I had just got the hang of my turkey enchiladas before I got put on the low histamine diet. Now that I’ve got more confident with experimenting, I thought I’d give them another go. I’m not sure they can still really be called enchiladas, but they’re pretty tasty and add some great variety to my menu.
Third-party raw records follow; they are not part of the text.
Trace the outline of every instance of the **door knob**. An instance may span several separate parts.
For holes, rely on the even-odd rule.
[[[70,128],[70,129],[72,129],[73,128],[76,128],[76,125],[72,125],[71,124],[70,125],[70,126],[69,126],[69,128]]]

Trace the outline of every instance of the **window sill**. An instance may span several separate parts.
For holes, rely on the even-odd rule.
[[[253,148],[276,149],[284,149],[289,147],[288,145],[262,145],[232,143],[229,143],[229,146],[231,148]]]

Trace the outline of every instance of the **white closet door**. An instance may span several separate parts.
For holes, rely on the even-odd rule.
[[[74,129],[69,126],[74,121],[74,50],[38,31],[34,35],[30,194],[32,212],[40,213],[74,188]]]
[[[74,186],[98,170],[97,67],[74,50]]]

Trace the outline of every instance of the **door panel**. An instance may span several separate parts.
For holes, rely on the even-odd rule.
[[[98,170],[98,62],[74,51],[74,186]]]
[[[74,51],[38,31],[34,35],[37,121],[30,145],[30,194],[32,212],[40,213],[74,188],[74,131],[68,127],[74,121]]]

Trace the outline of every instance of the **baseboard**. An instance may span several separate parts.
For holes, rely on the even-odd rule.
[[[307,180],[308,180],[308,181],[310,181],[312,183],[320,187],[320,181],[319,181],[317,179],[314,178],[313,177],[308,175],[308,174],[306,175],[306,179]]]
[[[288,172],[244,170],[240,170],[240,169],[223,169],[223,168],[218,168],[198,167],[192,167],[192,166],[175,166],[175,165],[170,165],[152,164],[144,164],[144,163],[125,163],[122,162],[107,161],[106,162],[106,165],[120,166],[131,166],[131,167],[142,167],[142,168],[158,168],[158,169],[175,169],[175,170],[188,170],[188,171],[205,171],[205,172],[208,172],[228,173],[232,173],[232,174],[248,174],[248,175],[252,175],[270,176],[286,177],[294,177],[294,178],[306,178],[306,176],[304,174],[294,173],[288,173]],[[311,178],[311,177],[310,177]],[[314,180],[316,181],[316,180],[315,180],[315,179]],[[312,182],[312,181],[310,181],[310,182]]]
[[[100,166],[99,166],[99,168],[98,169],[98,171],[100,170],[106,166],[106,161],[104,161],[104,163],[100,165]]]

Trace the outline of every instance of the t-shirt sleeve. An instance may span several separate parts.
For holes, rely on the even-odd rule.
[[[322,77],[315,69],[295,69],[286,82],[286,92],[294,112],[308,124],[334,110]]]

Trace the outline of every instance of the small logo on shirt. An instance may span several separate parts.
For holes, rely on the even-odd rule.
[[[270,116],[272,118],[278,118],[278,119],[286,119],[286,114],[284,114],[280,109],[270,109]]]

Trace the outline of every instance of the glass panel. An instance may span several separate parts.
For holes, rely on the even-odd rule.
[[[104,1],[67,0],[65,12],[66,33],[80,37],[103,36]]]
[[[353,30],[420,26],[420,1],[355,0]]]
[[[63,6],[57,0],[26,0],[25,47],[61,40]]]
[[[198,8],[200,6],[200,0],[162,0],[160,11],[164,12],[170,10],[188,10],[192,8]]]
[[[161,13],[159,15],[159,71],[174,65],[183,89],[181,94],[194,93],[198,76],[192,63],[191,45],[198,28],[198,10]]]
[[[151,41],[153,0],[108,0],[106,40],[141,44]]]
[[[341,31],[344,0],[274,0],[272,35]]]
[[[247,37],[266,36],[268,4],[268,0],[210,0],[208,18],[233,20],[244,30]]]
This is a pretty flexible recipe in terms of the vegetables. As you can see in the header, I used broccoli in that iteration, although I very much prefer kale or cavolo nero as the green part. It’s also flexible in terms of the spices. I started off pretty basic, and always make sure to keep the chilli level quite low. The fennel seeds are a recent addition, which I really like, and this is definitely something I’m still playing with. I’ve used a pinch of asafoetida in the past which works well too.

Ingredients

Cavolo nero from my garden
  • 300g turkey mince
  • 2 sticks celery, chopped
  • 1 tbsp turmeric
  • 2 tbsp ground coriander
  • 1/8 tsp chipotle flakes
  • 1 heaped tsp oregano
  • 1 tsp thyme
  • 1 tsp fennel seeds
  • 1 medium sweet potato, grated
  • 2 medium carrots, grated
  • 2 handfuls kale/cavolo nero
  • 1/2 small tin sweetcorn
  • A handful of toasted pumpkin seeds
  • 400ml nomato sauce (I use this recipe)
  • 4 tortilla wraps
  • Vegan cheese

Method

  1. Preheat oven to 200C
  2. Heat up a large frying pan and put in 2 tbps oil
  3. Add the celery and cook over a medium heat until slightly softened
  4. Add the turkey mince, break it up and cook until browned
  5. While the turkey is browning, add the spices (whichever you can tolerate) and mix well
  6. Add the carrots and sweet potato, mix well and let sweat down, about 5 minutes
  7. Add in nomato sauce and kale, simmer 5 minutes
  8. Add sweetcorn, toasted pumpkin seeds, and vegan cheese if desired, and turn off heat
  9. Get wraps out individually and place in dish, then fill with 1/4 of mixture each before carefully rolling and tucking edges under
  10. Grate cheese over top
  11. Bake for 40-45 minutes until cheese is melted and tortillas are browned
Enchiladas in a baking dish

*You can serve this with rice/quinoa/the grain of your choice rather than baking with the wraps. If doing this, make sure the turkey is cooked through before serving.